GJ: The most surprising thing about Slope was the culture. Even though the amazing camaraderie had been discussed in interviews, it was a completely different experience seeing it firsthand. Everyone genuinely likes working with one another and has a passion to change clinical research for the better.
Besides the genuine love everyone seems to have for one another, I would say my favorite part about being on the team would be the amount of travel. I love that I can do my job in the comfort of my home one week, and the next, I can be across the country where I'm meeting with my teammates to bring the joy of Slope to clinical research professionals.
AY: How was your ACRP experience? What were your key takeaways?
GJ: ACRP was the first conference that I’ve attended, and it was an amazing experience! Everyone that I met and connected with had a passion for research and were looking for innovative solutions to the common problems that all research professionals face. My favorite part was empathizing with other coordinators about their challenges and the value of their work.

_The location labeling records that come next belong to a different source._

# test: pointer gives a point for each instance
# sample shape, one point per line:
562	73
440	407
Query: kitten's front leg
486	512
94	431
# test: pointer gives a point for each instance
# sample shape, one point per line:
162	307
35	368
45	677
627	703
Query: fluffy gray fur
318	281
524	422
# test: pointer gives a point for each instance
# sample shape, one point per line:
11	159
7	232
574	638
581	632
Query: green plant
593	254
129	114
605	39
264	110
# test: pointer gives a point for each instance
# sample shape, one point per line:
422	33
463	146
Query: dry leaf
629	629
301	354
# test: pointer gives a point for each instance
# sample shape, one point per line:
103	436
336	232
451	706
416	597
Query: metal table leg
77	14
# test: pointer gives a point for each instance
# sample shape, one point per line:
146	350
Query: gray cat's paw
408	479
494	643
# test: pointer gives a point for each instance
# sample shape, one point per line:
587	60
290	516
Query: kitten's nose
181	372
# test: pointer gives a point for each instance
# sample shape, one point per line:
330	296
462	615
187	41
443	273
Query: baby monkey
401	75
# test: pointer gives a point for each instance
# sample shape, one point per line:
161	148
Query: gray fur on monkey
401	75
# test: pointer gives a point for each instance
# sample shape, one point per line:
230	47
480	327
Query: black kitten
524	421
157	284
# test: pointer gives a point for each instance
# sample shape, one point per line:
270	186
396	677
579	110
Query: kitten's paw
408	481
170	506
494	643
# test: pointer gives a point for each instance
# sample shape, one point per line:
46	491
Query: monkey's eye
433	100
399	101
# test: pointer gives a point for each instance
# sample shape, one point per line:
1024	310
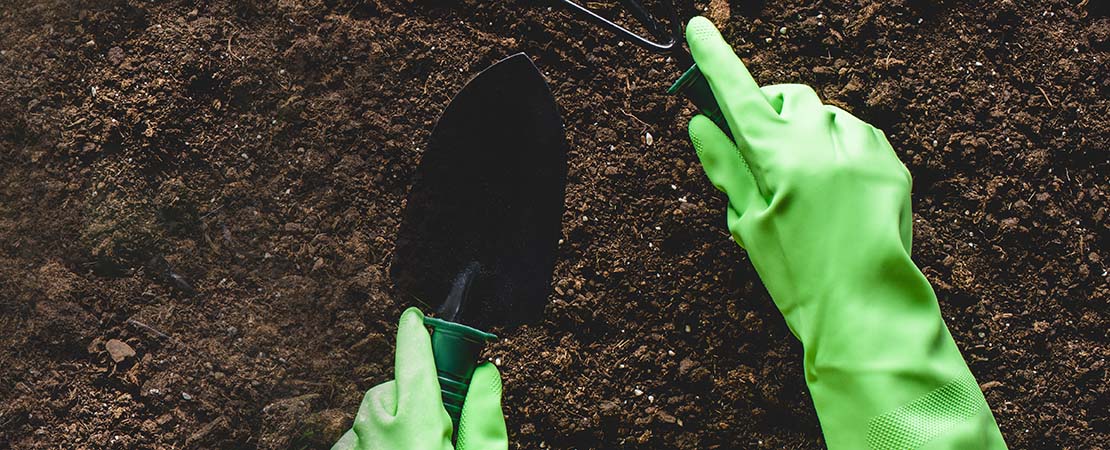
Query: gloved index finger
733	86
414	366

Another memorable experience was attending the Black Women in Clinical Research gathering and meeting Danielle Mitchell. So many are struggling breaking into clinical research and I was inspired by her work and the community she is building.
I also enjoyed kicking off the celebration of Clinical Trials Day, which is coming up on May 20th. It means a lot to recognize all the work that goes into making clinical trials successful — and I am excited to contribute to Slope’s mission to make clinical trials boring so other coordinators can spend more time with their patients, and less time being overwhelmed.